We pass through some unbelievably narrow lanes and find ourselves, back by the temple, in a small outhouse full of books. Ramanan throws names of old writers at me as he rummages through his stacks, but I recognize only those who have been published in popular weeklies. He appeals to my mother who simply smiles. I instantly identify an author from a film based on his novel. A pity, so few Tamil stories have been retold in celluloid.
Ramanan is Alwar’s procurer now. “Ah, you should have come to my shop in the old Moore market,” he sighs. “That whole building and the one across burned down one night. One wide street connected them. What does that tell you?” He pauses dramatically. Arson, I want to whisper back. The tragedy of 1985 that reduced several such collections of out-of-print books to ashes, suddenly hits me.
Aside, the now defunct Madras magazine, must have documented the mysterious fire. Maybe he can get me that issue. I start making a list. A recent read, Pudhumaipittan’s short stories on Tirunelveli men and their first brush with urban life was interesting even in translation.
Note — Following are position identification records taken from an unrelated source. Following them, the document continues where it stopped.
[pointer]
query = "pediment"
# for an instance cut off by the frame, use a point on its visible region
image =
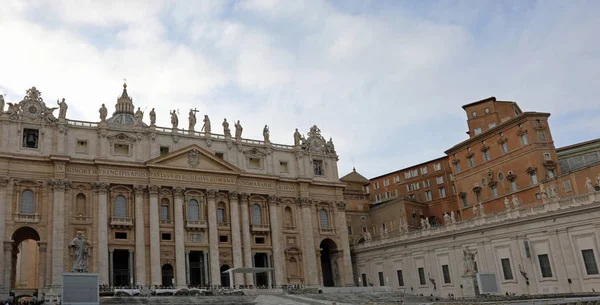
(193, 157)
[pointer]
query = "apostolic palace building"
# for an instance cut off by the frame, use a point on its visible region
(164, 206)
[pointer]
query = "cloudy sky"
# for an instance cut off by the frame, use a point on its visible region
(385, 79)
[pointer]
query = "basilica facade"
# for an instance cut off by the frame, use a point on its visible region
(164, 206)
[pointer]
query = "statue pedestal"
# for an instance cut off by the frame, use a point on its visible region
(470, 289)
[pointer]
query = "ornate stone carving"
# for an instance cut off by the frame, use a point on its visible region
(178, 191)
(139, 189)
(193, 158)
(153, 190)
(100, 187)
(211, 194)
(59, 184)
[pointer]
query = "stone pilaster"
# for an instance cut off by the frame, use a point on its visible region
(140, 243)
(213, 238)
(155, 274)
(4, 286)
(236, 241)
(342, 232)
(179, 238)
(276, 239)
(246, 237)
(103, 267)
(311, 274)
(59, 187)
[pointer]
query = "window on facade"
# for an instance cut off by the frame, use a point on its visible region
(318, 168)
(193, 210)
(533, 177)
(504, 147)
(428, 196)
(545, 268)
(30, 138)
(324, 219)
(506, 269)
(164, 150)
(400, 278)
(567, 185)
(591, 268)
(27, 203)
(446, 273)
(486, 156)
(80, 205)
(256, 215)
(471, 162)
(422, 281)
(120, 207)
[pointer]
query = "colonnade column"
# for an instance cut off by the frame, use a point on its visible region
(4, 286)
(179, 238)
(155, 276)
(103, 267)
(213, 238)
(140, 243)
(58, 230)
(311, 274)
(236, 241)
(276, 239)
(246, 237)
(342, 232)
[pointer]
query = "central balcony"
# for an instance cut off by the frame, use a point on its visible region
(121, 222)
(195, 225)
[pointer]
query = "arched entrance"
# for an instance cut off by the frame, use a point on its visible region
(224, 276)
(167, 275)
(329, 265)
(25, 268)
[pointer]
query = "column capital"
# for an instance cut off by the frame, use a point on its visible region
(100, 187)
(273, 200)
(178, 191)
(233, 196)
(4, 181)
(139, 189)
(211, 194)
(153, 190)
(59, 184)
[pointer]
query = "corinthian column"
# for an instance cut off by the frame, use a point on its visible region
(246, 237)
(213, 238)
(342, 232)
(3, 182)
(155, 276)
(276, 239)
(140, 243)
(309, 243)
(102, 189)
(58, 230)
(179, 238)
(236, 241)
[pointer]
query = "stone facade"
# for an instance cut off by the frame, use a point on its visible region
(166, 206)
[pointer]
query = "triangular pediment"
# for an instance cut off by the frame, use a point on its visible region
(193, 157)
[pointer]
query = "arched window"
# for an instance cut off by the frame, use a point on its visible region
(193, 210)
(221, 216)
(164, 209)
(27, 206)
(80, 205)
(120, 207)
(324, 219)
(256, 215)
(289, 217)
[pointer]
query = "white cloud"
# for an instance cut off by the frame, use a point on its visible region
(387, 85)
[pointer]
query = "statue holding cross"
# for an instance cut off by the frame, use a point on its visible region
(192, 119)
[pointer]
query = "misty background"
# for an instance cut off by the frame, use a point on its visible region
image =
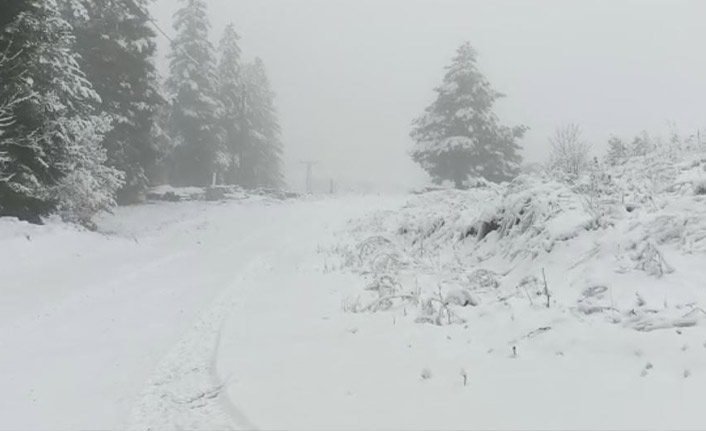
(350, 75)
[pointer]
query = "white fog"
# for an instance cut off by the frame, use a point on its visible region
(352, 214)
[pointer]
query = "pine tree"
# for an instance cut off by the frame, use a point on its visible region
(117, 48)
(193, 121)
(459, 136)
(231, 95)
(261, 163)
(52, 159)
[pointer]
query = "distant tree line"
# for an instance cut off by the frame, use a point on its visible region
(86, 123)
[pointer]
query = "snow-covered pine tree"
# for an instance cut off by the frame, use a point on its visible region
(193, 121)
(459, 136)
(117, 48)
(230, 93)
(261, 163)
(52, 157)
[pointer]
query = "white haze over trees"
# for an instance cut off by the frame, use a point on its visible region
(364, 69)
(504, 225)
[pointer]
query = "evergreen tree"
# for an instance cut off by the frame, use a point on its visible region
(261, 162)
(117, 48)
(459, 136)
(52, 159)
(231, 95)
(193, 121)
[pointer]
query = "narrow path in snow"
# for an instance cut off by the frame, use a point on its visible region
(118, 331)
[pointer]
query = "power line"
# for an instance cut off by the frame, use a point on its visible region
(159, 29)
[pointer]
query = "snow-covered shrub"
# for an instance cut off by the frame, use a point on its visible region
(700, 187)
(570, 153)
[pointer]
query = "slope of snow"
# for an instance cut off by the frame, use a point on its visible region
(355, 312)
(91, 322)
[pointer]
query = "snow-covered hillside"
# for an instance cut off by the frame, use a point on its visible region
(543, 305)
(533, 305)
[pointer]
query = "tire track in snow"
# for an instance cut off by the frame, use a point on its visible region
(186, 392)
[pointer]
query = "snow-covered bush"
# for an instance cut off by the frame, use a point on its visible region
(570, 153)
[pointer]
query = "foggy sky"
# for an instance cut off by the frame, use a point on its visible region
(351, 75)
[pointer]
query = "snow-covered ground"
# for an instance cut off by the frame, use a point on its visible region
(91, 324)
(354, 312)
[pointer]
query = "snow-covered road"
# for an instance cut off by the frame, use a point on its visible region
(232, 316)
(121, 330)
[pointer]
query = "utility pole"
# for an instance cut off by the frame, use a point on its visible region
(309, 173)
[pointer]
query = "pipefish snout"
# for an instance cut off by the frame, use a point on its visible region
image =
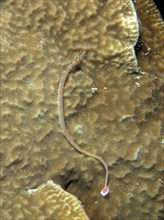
(75, 62)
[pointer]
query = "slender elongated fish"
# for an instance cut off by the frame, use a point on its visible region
(75, 62)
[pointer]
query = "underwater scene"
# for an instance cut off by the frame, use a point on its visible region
(82, 110)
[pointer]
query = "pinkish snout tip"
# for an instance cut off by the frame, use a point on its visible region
(104, 191)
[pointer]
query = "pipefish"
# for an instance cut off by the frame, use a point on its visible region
(75, 62)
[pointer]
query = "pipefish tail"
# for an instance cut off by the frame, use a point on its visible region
(75, 62)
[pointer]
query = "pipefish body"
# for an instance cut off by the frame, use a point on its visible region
(75, 62)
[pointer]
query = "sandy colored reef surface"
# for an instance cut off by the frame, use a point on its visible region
(113, 108)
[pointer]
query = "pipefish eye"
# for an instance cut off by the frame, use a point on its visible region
(77, 60)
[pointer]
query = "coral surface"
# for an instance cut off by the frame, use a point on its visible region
(113, 108)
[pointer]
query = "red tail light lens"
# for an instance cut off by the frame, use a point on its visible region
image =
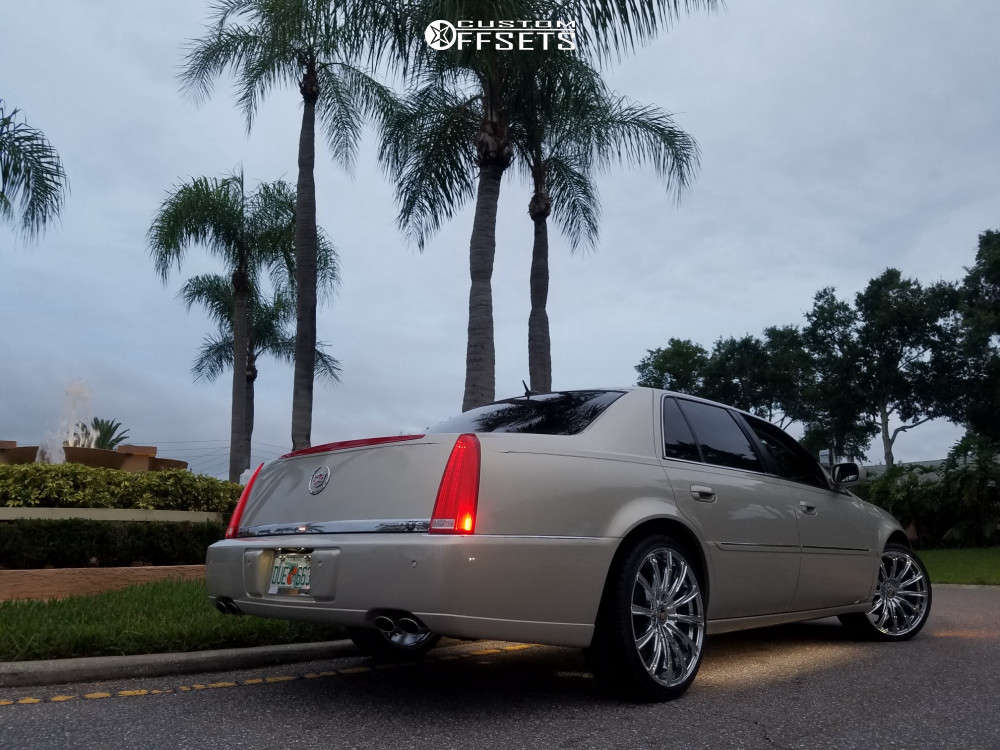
(458, 495)
(327, 447)
(234, 522)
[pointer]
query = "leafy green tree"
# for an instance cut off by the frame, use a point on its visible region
(835, 398)
(269, 332)
(314, 46)
(679, 366)
(899, 322)
(251, 233)
(454, 136)
(33, 183)
(966, 367)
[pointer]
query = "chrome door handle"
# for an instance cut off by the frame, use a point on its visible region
(702, 493)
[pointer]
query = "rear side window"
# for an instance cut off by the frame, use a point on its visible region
(564, 413)
(791, 460)
(721, 439)
(678, 442)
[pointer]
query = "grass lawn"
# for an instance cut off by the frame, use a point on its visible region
(975, 565)
(152, 617)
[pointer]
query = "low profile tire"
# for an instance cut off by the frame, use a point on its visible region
(650, 633)
(901, 602)
(395, 646)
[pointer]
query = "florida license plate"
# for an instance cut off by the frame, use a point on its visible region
(290, 574)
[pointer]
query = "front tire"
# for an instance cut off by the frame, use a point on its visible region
(650, 632)
(901, 602)
(395, 646)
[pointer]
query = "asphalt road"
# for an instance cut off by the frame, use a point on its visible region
(800, 686)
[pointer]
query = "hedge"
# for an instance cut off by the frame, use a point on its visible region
(80, 543)
(78, 486)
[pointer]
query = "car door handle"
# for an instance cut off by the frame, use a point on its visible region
(702, 493)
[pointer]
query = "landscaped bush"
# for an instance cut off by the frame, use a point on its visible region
(958, 505)
(78, 486)
(80, 543)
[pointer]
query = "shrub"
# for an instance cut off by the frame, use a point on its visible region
(81, 543)
(959, 505)
(78, 486)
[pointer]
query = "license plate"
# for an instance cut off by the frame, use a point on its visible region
(290, 574)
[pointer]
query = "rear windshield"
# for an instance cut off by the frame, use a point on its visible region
(564, 413)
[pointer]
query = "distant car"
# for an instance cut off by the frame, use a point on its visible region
(627, 522)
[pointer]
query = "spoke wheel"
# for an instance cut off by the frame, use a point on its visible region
(668, 624)
(902, 594)
(650, 632)
(901, 601)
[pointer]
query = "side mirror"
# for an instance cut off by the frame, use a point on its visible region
(846, 474)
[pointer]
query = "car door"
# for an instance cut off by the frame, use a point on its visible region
(720, 482)
(835, 531)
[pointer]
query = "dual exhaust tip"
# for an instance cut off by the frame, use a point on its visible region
(227, 606)
(406, 623)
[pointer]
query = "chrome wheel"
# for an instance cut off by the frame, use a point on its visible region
(901, 594)
(668, 619)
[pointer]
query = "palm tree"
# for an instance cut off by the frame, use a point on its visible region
(452, 137)
(311, 44)
(268, 332)
(250, 233)
(31, 175)
(568, 124)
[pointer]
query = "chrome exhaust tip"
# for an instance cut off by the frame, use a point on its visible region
(410, 625)
(385, 624)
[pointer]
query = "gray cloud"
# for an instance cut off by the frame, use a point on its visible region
(837, 139)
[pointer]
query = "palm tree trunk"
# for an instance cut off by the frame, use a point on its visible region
(239, 441)
(480, 353)
(305, 266)
(886, 437)
(539, 344)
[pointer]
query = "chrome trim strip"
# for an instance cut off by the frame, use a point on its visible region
(381, 526)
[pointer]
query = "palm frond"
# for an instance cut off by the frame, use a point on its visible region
(427, 149)
(31, 175)
(575, 204)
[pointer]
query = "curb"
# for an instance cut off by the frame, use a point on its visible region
(100, 668)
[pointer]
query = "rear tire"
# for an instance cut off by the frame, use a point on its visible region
(650, 632)
(901, 602)
(384, 647)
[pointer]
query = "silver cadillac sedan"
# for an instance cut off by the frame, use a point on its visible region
(628, 522)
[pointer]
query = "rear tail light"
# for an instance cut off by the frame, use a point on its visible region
(327, 447)
(458, 495)
(234, 522)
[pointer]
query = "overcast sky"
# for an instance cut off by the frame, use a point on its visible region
(837, 139)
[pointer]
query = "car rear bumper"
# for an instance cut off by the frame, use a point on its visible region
(520, 588)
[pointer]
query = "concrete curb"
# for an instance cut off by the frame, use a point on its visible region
(100, 668)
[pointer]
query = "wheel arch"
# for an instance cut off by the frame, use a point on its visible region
(660, 525)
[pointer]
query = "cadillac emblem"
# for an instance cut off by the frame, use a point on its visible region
(319, 480)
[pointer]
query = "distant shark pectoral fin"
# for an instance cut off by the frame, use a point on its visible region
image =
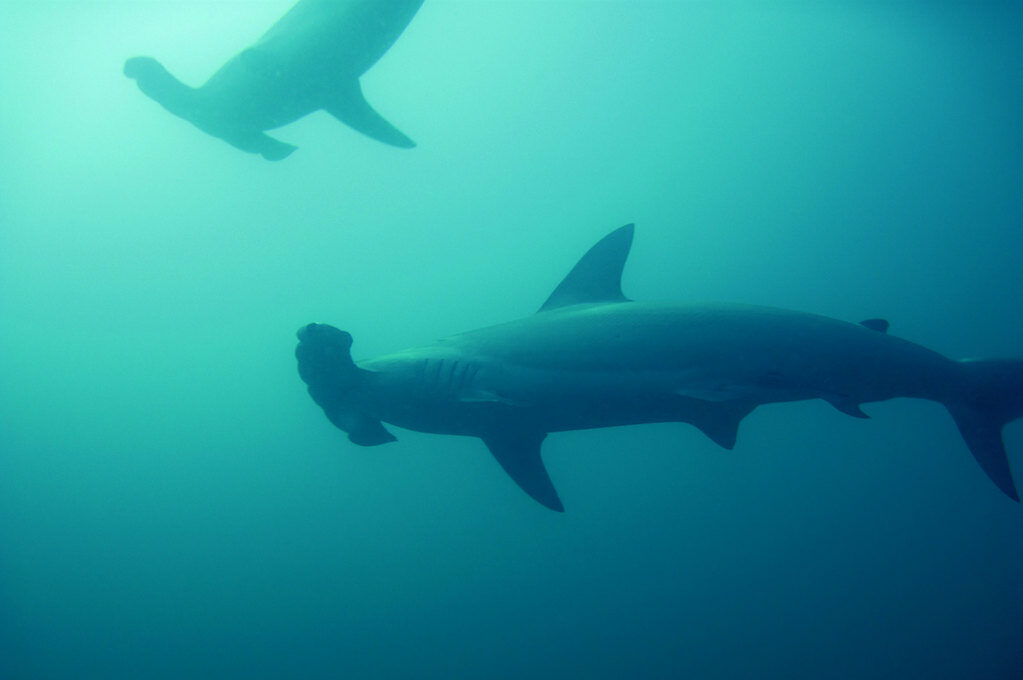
(262, 143)
(519, 453)
(350, 106)
(274, 149)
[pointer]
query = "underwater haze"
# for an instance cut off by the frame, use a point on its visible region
(174, 505)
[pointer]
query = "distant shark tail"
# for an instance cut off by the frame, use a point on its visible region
(990, 397)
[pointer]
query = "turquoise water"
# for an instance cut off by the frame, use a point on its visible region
(173, 504)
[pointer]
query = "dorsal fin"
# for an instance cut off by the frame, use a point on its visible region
(597, 275)
(880, 325)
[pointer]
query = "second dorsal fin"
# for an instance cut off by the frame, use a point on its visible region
(597, 275)
(880, 325)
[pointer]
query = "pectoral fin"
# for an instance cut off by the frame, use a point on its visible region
(718, 420)
(519, 454)
(847, 406)
(348, 105)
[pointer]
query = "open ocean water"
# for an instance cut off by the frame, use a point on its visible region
(174, 505)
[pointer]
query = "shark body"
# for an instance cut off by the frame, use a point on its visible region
(310, 59)
(590, 358)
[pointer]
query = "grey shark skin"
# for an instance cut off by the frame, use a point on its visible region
(590, 358)
(310, 59)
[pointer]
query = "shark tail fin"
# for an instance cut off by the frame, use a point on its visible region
(990, 397)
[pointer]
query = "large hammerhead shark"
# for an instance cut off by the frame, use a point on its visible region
(591, 358)
(310, 59)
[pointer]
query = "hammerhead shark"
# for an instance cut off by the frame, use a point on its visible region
(591, 358)
(310, 59)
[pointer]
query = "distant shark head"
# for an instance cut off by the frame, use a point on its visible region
(336, 383)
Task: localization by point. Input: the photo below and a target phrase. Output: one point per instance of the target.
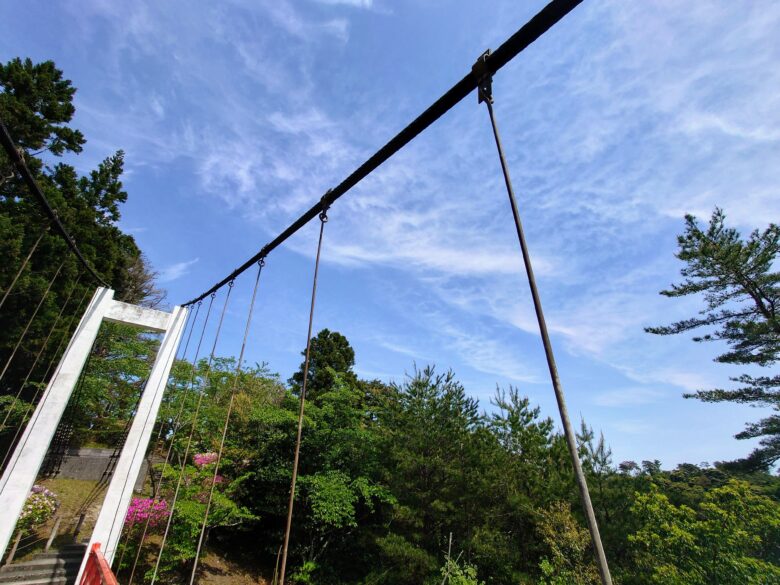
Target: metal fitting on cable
(325, 203)
(484, 78)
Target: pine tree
(742, 296)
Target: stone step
(45, 574)
(38, 563)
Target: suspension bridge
(184, 337)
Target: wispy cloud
(176, 271)
(624, 397)
(353, 3)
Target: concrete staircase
(58, 567)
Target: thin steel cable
(24, 263)
(32, 318)
(541, 22)
(192, 433)
(159, 392)
(601, 559)
(39, 353)
(175, 425)
(260, 265)
(65, 335)
(323, 221)
(46, 396)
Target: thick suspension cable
(543, 21)
(26, 261)
(30, 321)
(39, 353)
(18, 161)
(175, 426)
(260, 265)
(291, 503)
(485, 95)
(195, 415)
(52, 361)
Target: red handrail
(97, 571)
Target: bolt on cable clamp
(484, 78)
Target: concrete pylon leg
(108, 527)
(22, 469)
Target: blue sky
(236, 116)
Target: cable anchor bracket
(484, 78)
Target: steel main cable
(485, 94)
(18, 161)
(195, 414)
(26, 261)
(260, 265)
(296, 458)
(543, 21)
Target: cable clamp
(325, 204)
(484, 78)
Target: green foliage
(731, 538)
(388, 474)
(40, 505)
(36, 104)
(455, 573)
(741, 293)
(330, 354)
(570, 559)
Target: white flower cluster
(39, 507)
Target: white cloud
(624, 397)
(176, 271)
(354, 3)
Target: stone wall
(91, 464)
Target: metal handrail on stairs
(97, 571)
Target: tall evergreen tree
(330, 354)
(741, 293)
(36, 105)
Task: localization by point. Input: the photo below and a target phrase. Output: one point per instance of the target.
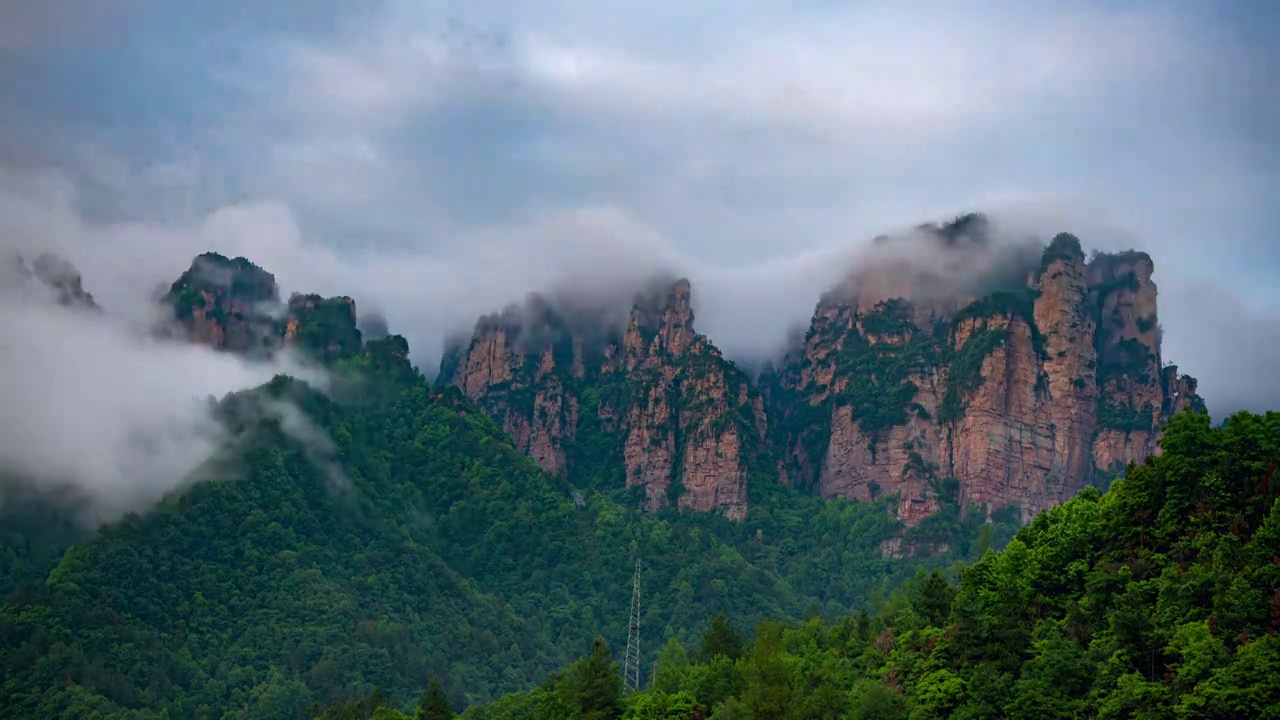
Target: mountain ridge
(1018, 388)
I should read the original to savor the Tirunelveli dialect (sprinkled with mudhis).
My mother grabs the pad, crosses out the title and rewrites it, though there is only one wrong na in my Kandasamy. “I can read better than I write,” I nearly blurt out though Ramanan passes no judgment on my Tamil skills. My ever-practical mother eagerly scans the books I have selected—for termites.
Ramanan names a price. Trusting my instinct on the value of the books, mother makes no move to haggle, surprising all of us in the bargain. One lingering look at the bright gopurams of the temple and I am ready to head home to savor my bounty. But first we drop Ramanan back at work.
Kids in school uniforms scour the stacks under Alwar’s watchful eyes. Too late, I realize I haven’t exchanged a single word with the legend. However, the possibility of meeting the old Tamil authors through these used books drives away all such concerns from my mind.
After all these years, I simply cannot keep them waiting.
Vijaysree Venkatraman writes from Cambridge, Mass.